On my last ride over I battled with the Holy Spirit for why I felt such a need to come this particular time. I had been a few times before and knew the routine, buying fruit at the market, then going into the actual dump, handing it out and asking people if we could pray for them; but keeping in mind that the men and women are working so to be respectful. Earlier that morning and even the previous night I felt a tug on my heart that I should be at the dump. It's not like I didn't want to go because I did but I wanted to go to another ministry during that same time. I also knew how difficult was going to be, it is always really hard to see people digging through trash.
Sitting in the seat, the Holy Spirit called to mind a deal I made with Him. The first time I went to the dump, the idea came to me to give away my shoes, so I said “hey if you remind me, I’ll gladly give them away.” Well He kept His end of the deal, so here I was faced the decision to keep mine. I was actually really excited and immediately begin to pray for Him to send the right person along.

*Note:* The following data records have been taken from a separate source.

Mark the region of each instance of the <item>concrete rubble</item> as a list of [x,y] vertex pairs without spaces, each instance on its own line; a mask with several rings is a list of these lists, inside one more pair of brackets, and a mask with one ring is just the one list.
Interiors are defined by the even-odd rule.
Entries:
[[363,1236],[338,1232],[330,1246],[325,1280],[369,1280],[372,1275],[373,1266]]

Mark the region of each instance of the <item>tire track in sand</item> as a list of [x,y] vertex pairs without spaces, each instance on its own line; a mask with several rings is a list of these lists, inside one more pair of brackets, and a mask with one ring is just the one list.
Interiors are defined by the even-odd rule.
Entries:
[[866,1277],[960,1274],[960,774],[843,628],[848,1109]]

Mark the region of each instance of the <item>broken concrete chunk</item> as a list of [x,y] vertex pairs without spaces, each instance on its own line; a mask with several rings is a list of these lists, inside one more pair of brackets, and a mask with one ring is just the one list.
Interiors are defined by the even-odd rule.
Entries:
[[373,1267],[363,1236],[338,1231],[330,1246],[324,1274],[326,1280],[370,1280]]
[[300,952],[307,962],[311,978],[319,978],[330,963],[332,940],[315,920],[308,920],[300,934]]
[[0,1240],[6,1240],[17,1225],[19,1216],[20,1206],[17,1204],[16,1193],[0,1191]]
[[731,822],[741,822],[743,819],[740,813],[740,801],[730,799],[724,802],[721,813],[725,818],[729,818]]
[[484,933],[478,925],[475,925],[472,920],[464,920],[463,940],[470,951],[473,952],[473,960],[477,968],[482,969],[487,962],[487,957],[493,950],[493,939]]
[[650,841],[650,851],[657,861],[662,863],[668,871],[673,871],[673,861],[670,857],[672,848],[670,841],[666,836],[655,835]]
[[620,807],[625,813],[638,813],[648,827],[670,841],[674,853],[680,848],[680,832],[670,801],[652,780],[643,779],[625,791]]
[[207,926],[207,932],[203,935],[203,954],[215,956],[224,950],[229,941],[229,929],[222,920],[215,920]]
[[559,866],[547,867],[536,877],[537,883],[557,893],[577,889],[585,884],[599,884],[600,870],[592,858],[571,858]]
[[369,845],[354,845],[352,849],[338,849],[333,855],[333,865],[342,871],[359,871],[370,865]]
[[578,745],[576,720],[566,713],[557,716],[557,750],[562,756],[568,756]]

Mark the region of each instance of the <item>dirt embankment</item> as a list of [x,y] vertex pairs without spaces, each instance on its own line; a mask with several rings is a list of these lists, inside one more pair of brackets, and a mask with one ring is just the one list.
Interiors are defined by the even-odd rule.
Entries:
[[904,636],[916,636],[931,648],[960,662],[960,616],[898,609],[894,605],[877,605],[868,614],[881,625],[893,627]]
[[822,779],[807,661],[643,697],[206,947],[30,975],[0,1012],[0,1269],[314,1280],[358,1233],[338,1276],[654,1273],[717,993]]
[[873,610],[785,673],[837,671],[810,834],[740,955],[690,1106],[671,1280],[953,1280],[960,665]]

So we finally arrived at the dump and broke into small groups to hand out fruit. My group quickly found a woman working alone. My co-intern, Natalie, begin to help this young lady search through the trash, holding up different items in order to figure out what she was looking for. After several minutes, the woman began to laugh because Natalie was picking up things that were of no use to her. While we helped her we learned that she was 16 years old and was there with her brothers. She also told us about her child and her aging mother who took care of the baby. I found myself praying “Lord, her?” No reply so I thought “well why not?” The next thing I knew my group was off to the next person and I was walking this beautiful young lady to the bus and taking off my old ratty boots.
I don’t remember her name but I do remember the lesson the Lord taught me that day. Humility. I was so humbled by that experience. Looking at her shoes worn ragged from use and covered in black tar from the dump; then thinking about how my own shoes would have eventually ended up in the trash.
These amazing people spend their days looking through what someone else considers trash to find a treasure. I suppose much like God, who looks at what the world throws away, gently picking it up, He takes us home to make us His treasure. Oh what value we have in Him!
P.S. Natalie did find stuff the young lady could use and eagerly gathered as much of it as she could.
Me and a little girl from the children's ministry there
P.S.S. I'm back at CIU (Columbia International University) for one last time. That's right I'm a senior! and quite honestly so not ready for this whole being an adult thing. (haha) But here we go ready or not senior year here I come fully armed with the strength of my Savior.